A Quarto engine that solves the complete game tree using tablebase generation for sub-microsecond lookups. Written in Rust for performance and ergonomic bit-array representations of the board. Play it here.
Quarto is played on a 4×4 board with 16 unique pieces. Each piece is tall or short, light or dark, square or circular, and hollow or solid. Players take turns choosing a piece which their opponent must place. Win by completing a line of four pieces that share any attribute.
A game tree represents every possible sequence of moves in a game. The root is the starting position, and each node branches into all legal moves from that state.
- Depth 0: Empty board, no piece selected yet
- Depth 1: Empty board, one piece selected
- Depth 2–16: Board with N-1 pieces placed, one piece selected (unless quarto)
- Depth 17: All 16 pieces placed. Draw (unless quarto)
Quarto has a game tree of ~2.7 trillion positions. While minimax with alpha-beta pruning works for shallow positions, calculating outcomes below depth 7 becomes prohibitively slow without precomputed data. A single query at depth 3 can take minutes.

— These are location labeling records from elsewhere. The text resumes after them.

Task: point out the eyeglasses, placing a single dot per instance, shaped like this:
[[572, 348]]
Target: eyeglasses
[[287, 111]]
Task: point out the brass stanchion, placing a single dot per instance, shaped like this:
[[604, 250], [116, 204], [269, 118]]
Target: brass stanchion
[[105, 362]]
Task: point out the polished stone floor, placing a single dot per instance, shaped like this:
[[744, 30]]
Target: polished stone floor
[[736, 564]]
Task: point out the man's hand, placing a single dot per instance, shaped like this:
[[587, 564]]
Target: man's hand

The solution: generate databases mapping every position to its precomputed outcome, so that any position resolves in O(1) time via lookup. Such databases are known as tablebases. The challenge is making lookups fast without wasting space, because ideally, tablebases are loaded into memory. To accomplish this, I used a minimal perfect hash (MPH), specifically the Compress, Hash, Displace algorithm.
┌─────────────────────────────────────────────────────┐
│ SOLVE │
│ Generate all canonical positions for a depth │
│ Evaluate via negamax (use previous depth's │
│ tablebase for cutoff, if available) │
│ Output: 11B key-value pairs (position → outcome) │
└─────────────────────────────────────────────────────┘
↓
┌─────────────────────────────────────────────────────┐
│ MERGE │
│ Concatenate into shard files │
│ Output: shard files │
└─────────────────────────────────────────────────────┘
↓
┌─────────────────────────────────────────────────────┐
│ INDEX │
│ Build minimal perfect hash over shard file │
│ Output: tablebase file │
└─────────────────────────────────────────────────────┘
↻ repeat for depths 10 → 0
These are subcommands of the escapade CLI (escapade solve, escapade merge, escapade index).
Solve writes output incrementally to many small files, enabling resume capability (critical for EC2 spot instances). Merge consolidates these into larger shard files for indexing.
The first depth I could solve from scratch was depth 10. With 89 billion nodes, it took roughly a week on a 32-core EC2 instance. This created roughly 1 TiB of data, which was partitioned into 8 shard files, each roughly 128 GiB. This was necessary because the EC2 instance only has 244 GiB of RAM, and the entire shard needs to be loaded into memory for the index step. A tablebase was generated for each of these shards.
Once depth 10 was indexed, I solved depth 9. Positions at depth 9 only need to search one level deep before hitting the depth 10 tablebase, reducing evaluation from many seconds to microseconds. This meant depth 9, with 16 billion positions, solved orders of magnitude faster than the previous, only a few hours. This process was repeated so that tablebases were generated for depth 0 through 10.
The engine can run in interactive mode (escapade engine), reading positions from stdin and returning JSON with every legal move and its outcome. A Next.js app spawns this as a subprocess and acts as a thin orchestration layer between the engine and the browser. When the frontend sends a game state, the backend forwards it to the engine, receives the full move analysis, picks the AI's move, and computes the render state for the board.